Re: New garbage collector --gc:orc is a joy to use.

2020-06-27 Thread Araq
> Is that the plan?

Almost. We need to run the cycle collector before a send already to ensure the 
thread local "cycle candidates" list is empty (note that it is always empty 
after a cycle collection), otherwise it would interfere with multi-threading. 
Alternatively we can make the list global and protected via a lock (or 
implement it as lockfree queue...).

There are many other options, we can also restrict the sending to `.acyclic` 
types.

Or we request that "orphaned objects" that will be misdetected as false 
external roots to be cleaned up manually. That is a good idea anyhow, ensuring 
the programmer he still aware of the typology:


proc process(x: Node) =
  use(x.left)
  # likely invalid:
  spawn process(x.right)
  # better: extract it
  spawn process(move x.right)



Run


Re: New garbage collector --gc:orc is a joy to use.

2020-06-26 Thread snej
> You traverse the subgraph. In doing so you count the edges (= E) and sum the 
> RC fields (= S). A graph is isolated (sendable to a different thread) if and 
> only if S = E + 1.

Clever! But what if there's an orphaned object cycle elsewhere that has a 
reference to an object in the subgraph? I've read that cycles are only cleaned 
up once in a while, so there's a time window where a dead cycle could still 
exist at the same time that I'm trying to make a cross-process call.

I suppose when you detect a non-isolated subgraph, you could first force a 
cycle collection and then retry the isolation check, to see if it was a false 
positive. Is that the plan?


Re: New garbage collector --gc:orc is a joy to use.

2020-06-26 Thread Sixte
> You traverse the subgraph.

Replace "visit" with "traverse". I had Pony's definition of `iso` in mind, but 
you describe the more general case where backpointers are already included! 
Nice! DAGs become sendable too.

> Reference counting is alias control.

Yes, refcounting is simply superior. It seems that the dynamic check is the 
most efficient way. 


Re: New garbage collector --gc:orc is a joy to use.

2020-06-26 Thread Araq
> How will the iso property be checked dynamically? Well, the object's 
> refcounts will be checked, they all have to be zero (or one, depending of how 
> we count). Now, the owned ref comes into play.

Nah. I mean, you could do it this way, but there is a much better way: You 
traverse the subgraph. In doing so you could the edges (= E) and sum the RC 
fields (= S). A graph is sendable to a different thread if and only if S = E + 
1.


Re: New garbage collector --gc:orc is a joy to use.

2020-06-25 Thread Sixte
> Will the new islolated: block help with making sure I don't touch objects or 
> sub objects without locking them first?

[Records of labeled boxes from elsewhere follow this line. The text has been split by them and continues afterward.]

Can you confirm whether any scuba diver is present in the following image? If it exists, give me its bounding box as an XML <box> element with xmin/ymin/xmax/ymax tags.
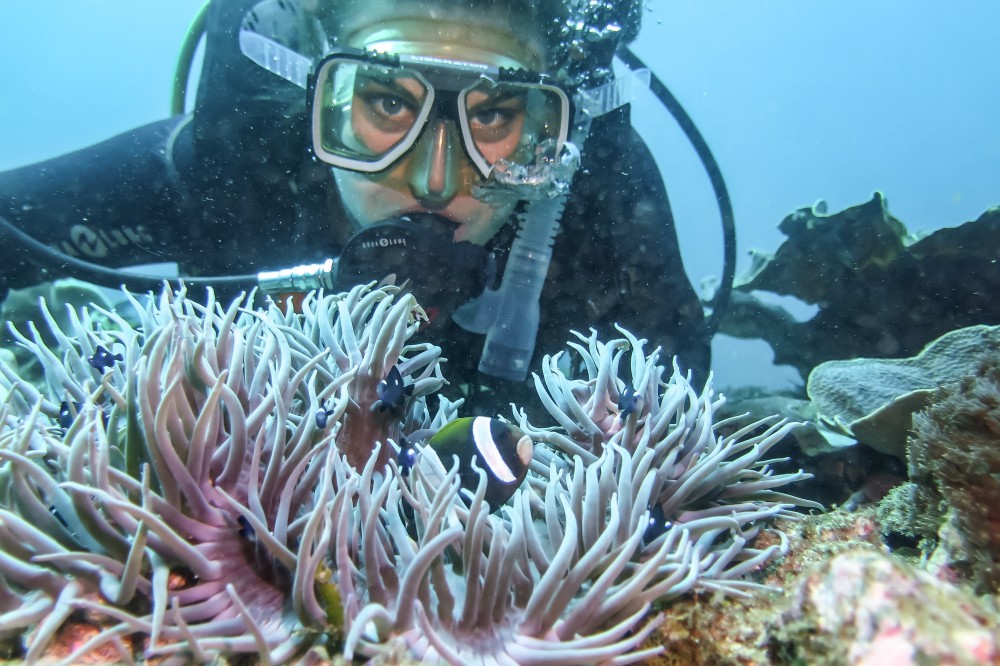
<box><xmin>0</xmin><ymin>0</ymin><xmax>710</xmax><ymax>404</ymax></box>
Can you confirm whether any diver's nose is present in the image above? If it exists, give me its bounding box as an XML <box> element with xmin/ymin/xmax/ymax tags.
<box><xmin>409</xmin><ymin>120</ymin><xmax>463</xmax><ymax>208</ymax></box>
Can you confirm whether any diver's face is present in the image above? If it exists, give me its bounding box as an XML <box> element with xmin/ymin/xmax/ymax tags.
<box><xmin>333</xmin><ymin>12</ymin><xmax>541</xmax><ymax>245</ymax></box>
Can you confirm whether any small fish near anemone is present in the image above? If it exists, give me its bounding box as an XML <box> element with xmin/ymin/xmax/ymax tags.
<box><xmin>0</xmin><ymin>285</ymin><xmax>820</xmax><ymax>664</ymax></box>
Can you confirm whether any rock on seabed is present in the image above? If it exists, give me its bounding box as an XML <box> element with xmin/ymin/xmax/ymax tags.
<box><xmin>772</xmin><ymin>550</ymin><xmax>1000</xmax><ymax>666</ymax></box>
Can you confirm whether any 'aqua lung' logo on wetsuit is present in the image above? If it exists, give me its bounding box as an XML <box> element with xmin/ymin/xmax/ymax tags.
<box><xmin>361</xmin><ymin>238</ymin><xmax>406</xmax><ymax>250</ymax></box>
<box><xmin>59</xmin><ymin>224</ymin><xmax>153</xmax><ymax>259</ymax></box>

Absolutely. An _isolated_ data structure, e.g. a list of nodes, can only be 
reached by a single reference. That reference gets passed to another thread. No 
locking involved, no atomic updates of refcounts anymore. If the `iso` gets 
deleted by the new owner, then nothing needs to be done on the side of the 
former owner. `iso` allows for moves or delete without notifying anyone else.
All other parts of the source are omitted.